Le synode est l’expression concrète de la collégialité des évêques qui portent ensemble la mission de l’Eglise. C’est la première fois dans l’histoire de l’Eglise qu’un synode se soit ainsi réuni sur deux sessions à un an d’intervalle et, en plus, que les fidèles aient été consultés. Cela se comprend dans la mesure où le sujet concernait la famille et qu’il était particulièrement nécessaire de connaître la situation des familles dans tous les continents et de savoir ce qui se faisait pour soutenir les familles, quelles étaient les initiatives, les expériences positives qui étaient mises en œuvre dans tous les diocèses du monde.
Pour en finir sur ce synode, je rappelle, et vous vous en souvenez sûrement, qu’il y avait eu des discussions assez vives lors de ces sessions et qu’aujourd’hui encore le débat continue entre les évêques notamment sur le chapitre 8 qui aborde la question de l’accompagnement, du discernement et de l’intégration dans l’Eglise de personnes dont la situation matrimoniale n’est pas objectivement conforme au message évangélique (jeunes vivant en couple sans se marier, personnes divorcées remariées, personnes homosexuelles). Ce débat est normal dans l’Eglise même s’il n’est pas heureux qu’il intervienne encore après le vote sur le document final du synode et encore plus après la publication de l’exhortation apostolique ! J’y reviendrai pour expliquer les raisons de ce débat.

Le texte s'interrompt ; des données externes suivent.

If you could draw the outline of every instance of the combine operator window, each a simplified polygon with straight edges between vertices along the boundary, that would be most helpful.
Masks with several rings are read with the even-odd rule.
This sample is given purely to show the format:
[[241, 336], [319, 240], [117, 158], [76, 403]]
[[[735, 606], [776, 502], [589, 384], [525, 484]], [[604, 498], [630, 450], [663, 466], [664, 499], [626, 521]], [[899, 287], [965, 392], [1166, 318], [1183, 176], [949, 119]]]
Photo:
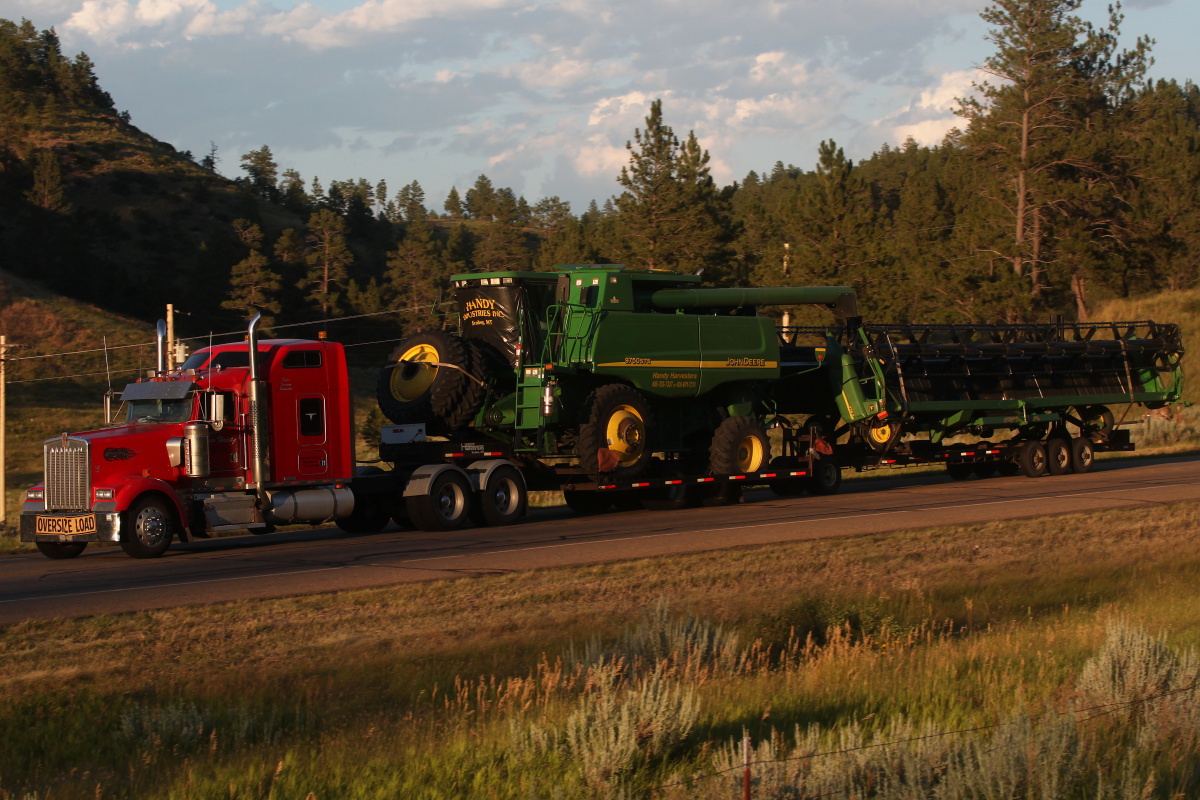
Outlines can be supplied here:
[[318, 439], [320, 442], [325, 441], [325, 398], [324, 397], [302, 397], [300, 398], [300, 441], [304, 444], [318, 444], [319, 442], [305, 442], [306, 439]]

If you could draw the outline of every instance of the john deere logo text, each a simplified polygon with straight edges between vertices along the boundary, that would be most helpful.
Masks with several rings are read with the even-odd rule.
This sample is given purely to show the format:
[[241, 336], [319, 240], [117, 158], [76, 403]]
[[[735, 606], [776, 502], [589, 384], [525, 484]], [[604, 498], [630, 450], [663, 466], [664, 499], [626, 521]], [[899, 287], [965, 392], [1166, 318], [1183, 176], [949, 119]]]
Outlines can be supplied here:
[[765, 358], [731, 358], [725, 362], [727, 367], [765, 367]]
[[105, 461], [128, 461], [137, 455], [136, 450], [130, 450], [128, 447], [106, 447], [104, 448]]
[[496, 301], [489, 300], [486, 297], [480, 297], [475, 300], [467, 301], [467, 311], [468, 312], [479, 311], [480, 309], [485, 309], [487, 311], [491, 311], [495, 307], [496, 307]]
[[496, 301], [487, 297], [468, 300], [463, 307], [463, 322], [469, 325], [491, 325], [492, 319], [504, 314], [496, 310]]

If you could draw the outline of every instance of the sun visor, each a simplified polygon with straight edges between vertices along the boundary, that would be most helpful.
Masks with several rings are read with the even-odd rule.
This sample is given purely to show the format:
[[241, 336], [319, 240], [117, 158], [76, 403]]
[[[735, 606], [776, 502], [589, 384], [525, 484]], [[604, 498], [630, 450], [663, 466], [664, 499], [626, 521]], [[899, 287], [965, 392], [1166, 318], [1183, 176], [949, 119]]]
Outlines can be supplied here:
[[463, 336], [482, 339], [496, 348], [510, 364], [517, 361], [521, 339], [517, 305], [520, 287], [462, 286], [456, 290]]
[[121, 392], [121, 400], [182, 400], [192, 391], [191, 381], [145, 381], [131, 383]]

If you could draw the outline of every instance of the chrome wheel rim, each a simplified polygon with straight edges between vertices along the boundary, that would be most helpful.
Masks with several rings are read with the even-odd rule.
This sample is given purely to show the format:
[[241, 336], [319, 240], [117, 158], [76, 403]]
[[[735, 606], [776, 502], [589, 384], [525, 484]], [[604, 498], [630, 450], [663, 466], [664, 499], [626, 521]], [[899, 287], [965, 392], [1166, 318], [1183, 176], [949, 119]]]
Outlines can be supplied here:
[[146, 506], [138, 512], [137, 519], [133, 522], [134, 535], [147, 547], [162, 544], [169, 531], [167, 516], [157, 506]]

Ce n’est pas nouveau dans l’Eglise. On se souvient de celui qui avait eu lieu à Jérusalem entre Pierre et Paul sur la question des conditions de l’accueil des païens au sein de l’Eglise. C’était très tendu. Elle s’était conclue pas un message commun qui apaisa de façon définitive les graves conflits qui avaient émaillé cette question… Il s’agit en quelque sorte de l’ancêtre de l’exhortation apostolique. On la trouve dans les Actes des Apôtres au chapitre 15.
Ce soir, je ne vais pas vous faire une conférence sur Amoris Laetitia qui aborde de façon très exhaustive toutes les questions qui touchent à la famille. J’ai choisi de partir de cette phrase de l’exhortation Amoris Laetitia que je trouve très pertinente : « La famille vit sa spiritualité en étant en même temps une Église domestique et une cellule vitale pour transformer le monde. » n°324.
Pour comprendre le défi que cela représente qu’une famille soit vraiment une Eglise domestique et en quoi elle peut être une « cellule vitale pour transformer le monde », je voudrais commencer par rappeler quel est le cœur de la Bonne Nouvelle que nous proclamons et que nous avons à transmettre dans le monde en commençant par sa famille. Puis j’aborderai la question de la beauté du mariage tel que Dieu l’a voulu et des défis que nous avons à surmonter pour le promouvoir et soutenir les couples. J’essaierai ensuite de donner quelques clefs pour comprendre pourquoi la famille doit être une Eglise domestique et enfin en quoi elle est une cellule vitale pour transformer le monde.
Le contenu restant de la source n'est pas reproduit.